一方、年金の場合は資金計画を立てやすいことが大きなメリットだ。一時金で受け取ると、気持ちが大きくなり、無駄遣いをしてしまう人は少なくない。また年金の場合は運用期間が長くなるため、支給総額がやや多くなる場合が多い。老後の生活を意識するのであれば、年金での受け取りも有力な選択肢だ。ケース4のように併用してもよいだろう。

一括で受け取ることの優遇は大きい

そうはいっても、一般的には一時金で受け取るほうが有利と言われている。年金のほうが資金計画を立てやすいとはいえ、退職所得控除による優遇が非常に大きいからだ。総額は年金のほうが大きいといっても、一時金で受け取って自分で運用すれば、もっと大きな利益を出せる可能性もある。

年金で受け取ると社会保険料の負担が上がるかもしれない

年金で受け取る際の注意点は、社会保険料の負担が上がるかもしれないことだ。年金は、他の所得と合算して所得税を計算する特性上、社会保険料を計算する基準も上がってしまうためだ。

あまりに年金の受給額が大きいのであれば、税理士やFPのような専門家に社会保険料の負担について相談することをおすすめする。

退職日が伸びれば控除額も増える場合がある

もし退職日をある程度コントロールできるのであれば「勤続◯年ちょうど」に退職するのではなく「勤続◯年△カ月」に伸ばしたい。

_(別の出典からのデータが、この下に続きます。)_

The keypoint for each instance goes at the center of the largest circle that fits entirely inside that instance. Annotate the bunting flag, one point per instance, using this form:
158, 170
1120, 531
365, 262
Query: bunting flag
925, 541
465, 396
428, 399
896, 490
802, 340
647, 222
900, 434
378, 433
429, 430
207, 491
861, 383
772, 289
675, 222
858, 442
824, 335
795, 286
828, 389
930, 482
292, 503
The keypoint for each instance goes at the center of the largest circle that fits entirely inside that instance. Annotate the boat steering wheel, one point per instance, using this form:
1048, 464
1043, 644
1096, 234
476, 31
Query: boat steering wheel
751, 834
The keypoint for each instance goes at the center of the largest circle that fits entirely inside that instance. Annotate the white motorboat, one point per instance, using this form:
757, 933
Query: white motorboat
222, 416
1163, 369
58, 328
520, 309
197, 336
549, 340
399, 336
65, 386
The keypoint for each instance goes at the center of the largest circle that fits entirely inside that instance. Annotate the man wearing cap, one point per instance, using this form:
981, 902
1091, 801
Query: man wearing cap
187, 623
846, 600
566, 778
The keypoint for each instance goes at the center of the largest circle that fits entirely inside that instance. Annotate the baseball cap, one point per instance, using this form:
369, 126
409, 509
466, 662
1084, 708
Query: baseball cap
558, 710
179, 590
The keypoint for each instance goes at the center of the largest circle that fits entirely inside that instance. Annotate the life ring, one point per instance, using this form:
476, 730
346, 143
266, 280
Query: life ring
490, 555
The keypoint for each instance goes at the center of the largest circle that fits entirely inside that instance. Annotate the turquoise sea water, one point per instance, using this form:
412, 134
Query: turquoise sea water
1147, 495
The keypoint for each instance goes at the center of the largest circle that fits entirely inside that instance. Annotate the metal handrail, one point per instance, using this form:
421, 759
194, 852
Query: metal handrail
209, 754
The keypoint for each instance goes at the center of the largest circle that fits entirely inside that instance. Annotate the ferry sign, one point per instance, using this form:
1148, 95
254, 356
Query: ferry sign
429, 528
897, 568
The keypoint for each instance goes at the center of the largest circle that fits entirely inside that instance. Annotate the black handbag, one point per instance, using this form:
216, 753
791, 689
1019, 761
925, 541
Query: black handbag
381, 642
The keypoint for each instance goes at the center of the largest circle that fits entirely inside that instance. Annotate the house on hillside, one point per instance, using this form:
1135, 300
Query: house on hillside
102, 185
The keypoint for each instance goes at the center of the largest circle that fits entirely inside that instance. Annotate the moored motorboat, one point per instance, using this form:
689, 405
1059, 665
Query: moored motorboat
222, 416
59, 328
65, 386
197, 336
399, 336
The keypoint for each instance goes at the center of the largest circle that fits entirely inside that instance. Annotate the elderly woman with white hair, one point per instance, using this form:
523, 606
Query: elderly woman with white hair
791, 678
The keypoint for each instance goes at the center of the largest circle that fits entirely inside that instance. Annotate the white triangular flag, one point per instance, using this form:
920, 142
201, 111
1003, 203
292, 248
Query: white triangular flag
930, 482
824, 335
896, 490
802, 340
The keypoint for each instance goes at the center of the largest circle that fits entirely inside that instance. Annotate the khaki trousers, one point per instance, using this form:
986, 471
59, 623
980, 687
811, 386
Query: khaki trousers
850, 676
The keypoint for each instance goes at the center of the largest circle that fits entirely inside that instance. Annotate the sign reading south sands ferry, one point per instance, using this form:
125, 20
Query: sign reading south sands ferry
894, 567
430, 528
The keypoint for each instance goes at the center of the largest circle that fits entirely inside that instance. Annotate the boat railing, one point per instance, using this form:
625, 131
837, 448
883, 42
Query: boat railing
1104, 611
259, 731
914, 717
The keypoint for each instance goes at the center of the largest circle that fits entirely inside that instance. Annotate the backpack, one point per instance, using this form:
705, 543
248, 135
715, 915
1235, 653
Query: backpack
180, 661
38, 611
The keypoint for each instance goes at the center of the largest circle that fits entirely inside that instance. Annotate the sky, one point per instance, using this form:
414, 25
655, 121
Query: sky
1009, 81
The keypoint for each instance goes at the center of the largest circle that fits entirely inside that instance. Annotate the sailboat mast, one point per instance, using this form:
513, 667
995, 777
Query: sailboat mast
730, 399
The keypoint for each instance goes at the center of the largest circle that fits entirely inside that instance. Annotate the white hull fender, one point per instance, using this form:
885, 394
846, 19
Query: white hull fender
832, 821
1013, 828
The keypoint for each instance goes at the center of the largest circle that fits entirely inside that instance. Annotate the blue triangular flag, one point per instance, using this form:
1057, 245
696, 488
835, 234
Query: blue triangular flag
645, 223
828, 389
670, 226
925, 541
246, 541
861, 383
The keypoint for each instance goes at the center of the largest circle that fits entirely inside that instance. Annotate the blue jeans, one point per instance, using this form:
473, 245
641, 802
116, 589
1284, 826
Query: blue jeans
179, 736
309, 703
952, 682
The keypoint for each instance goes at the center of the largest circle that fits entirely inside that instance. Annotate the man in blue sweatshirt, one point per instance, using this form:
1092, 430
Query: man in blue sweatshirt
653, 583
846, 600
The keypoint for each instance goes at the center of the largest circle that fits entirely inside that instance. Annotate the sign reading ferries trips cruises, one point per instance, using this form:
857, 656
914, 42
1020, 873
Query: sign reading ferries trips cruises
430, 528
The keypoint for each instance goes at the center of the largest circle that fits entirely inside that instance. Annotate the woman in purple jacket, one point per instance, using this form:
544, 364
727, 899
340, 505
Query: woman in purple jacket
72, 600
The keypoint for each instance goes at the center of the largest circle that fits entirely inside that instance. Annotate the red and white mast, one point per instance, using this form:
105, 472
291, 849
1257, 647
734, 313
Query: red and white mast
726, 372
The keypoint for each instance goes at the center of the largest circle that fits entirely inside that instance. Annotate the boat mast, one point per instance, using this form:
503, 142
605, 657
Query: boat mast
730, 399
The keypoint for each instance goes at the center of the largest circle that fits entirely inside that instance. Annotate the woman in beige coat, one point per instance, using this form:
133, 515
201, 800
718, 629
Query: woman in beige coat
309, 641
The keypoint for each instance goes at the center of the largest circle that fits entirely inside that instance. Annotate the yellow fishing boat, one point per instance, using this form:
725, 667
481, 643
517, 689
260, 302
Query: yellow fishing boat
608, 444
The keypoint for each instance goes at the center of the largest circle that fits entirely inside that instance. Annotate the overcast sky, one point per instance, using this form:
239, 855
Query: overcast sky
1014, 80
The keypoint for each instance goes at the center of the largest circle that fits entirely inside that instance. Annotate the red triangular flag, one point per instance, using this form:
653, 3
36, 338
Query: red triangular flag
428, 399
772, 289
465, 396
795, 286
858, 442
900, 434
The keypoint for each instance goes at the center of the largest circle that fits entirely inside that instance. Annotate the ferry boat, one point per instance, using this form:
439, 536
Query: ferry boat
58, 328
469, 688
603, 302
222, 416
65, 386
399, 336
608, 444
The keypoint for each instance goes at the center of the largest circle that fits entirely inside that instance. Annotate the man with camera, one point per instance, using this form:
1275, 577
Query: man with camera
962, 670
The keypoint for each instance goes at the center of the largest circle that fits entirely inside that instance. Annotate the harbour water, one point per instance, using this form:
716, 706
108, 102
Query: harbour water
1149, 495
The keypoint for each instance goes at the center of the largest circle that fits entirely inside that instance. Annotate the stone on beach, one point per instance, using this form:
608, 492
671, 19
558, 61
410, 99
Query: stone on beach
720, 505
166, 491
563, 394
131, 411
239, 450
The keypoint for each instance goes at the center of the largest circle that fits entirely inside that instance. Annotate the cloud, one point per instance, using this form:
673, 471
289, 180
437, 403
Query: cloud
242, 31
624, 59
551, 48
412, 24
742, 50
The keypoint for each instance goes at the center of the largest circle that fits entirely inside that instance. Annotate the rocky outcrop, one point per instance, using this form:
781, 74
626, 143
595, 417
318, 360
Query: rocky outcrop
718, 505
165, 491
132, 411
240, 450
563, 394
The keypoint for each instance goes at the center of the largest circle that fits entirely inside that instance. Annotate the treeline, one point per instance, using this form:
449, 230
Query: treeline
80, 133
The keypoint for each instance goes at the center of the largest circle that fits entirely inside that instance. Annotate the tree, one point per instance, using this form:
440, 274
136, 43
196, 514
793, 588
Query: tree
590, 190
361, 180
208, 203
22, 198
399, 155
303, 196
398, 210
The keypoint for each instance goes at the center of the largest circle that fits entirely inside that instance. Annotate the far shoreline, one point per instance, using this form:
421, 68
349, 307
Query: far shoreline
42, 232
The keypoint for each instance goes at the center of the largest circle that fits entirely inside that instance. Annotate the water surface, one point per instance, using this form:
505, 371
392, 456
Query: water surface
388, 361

なぜなら勤続年数の計算において、1カ月は「1年」に切り上げされるからだ。つまり、勤続年数20年ではなく20年1カ月であれば、計算上は「勤続21年」になるため、控除額が若干増えるというわけだ。

まとめ:一時金と年金のどちらかによって控除額は大きく変わる

ここまで退職金にかかる税金について解説してきた。特に、一時金と年金のどちらの受け取り方を選択するのかによって、受けられる控除が大きく変わる。

また、年金を選択した場合は社会保険料が上がるかもしれないので、年金が多くもらえそうなら、税理士やFPなどの専門家に相談することをおすすめする。退職金は、長い間会社に貢献した成果であるので、できるだけ税金がかからないように受け取りたいものだ。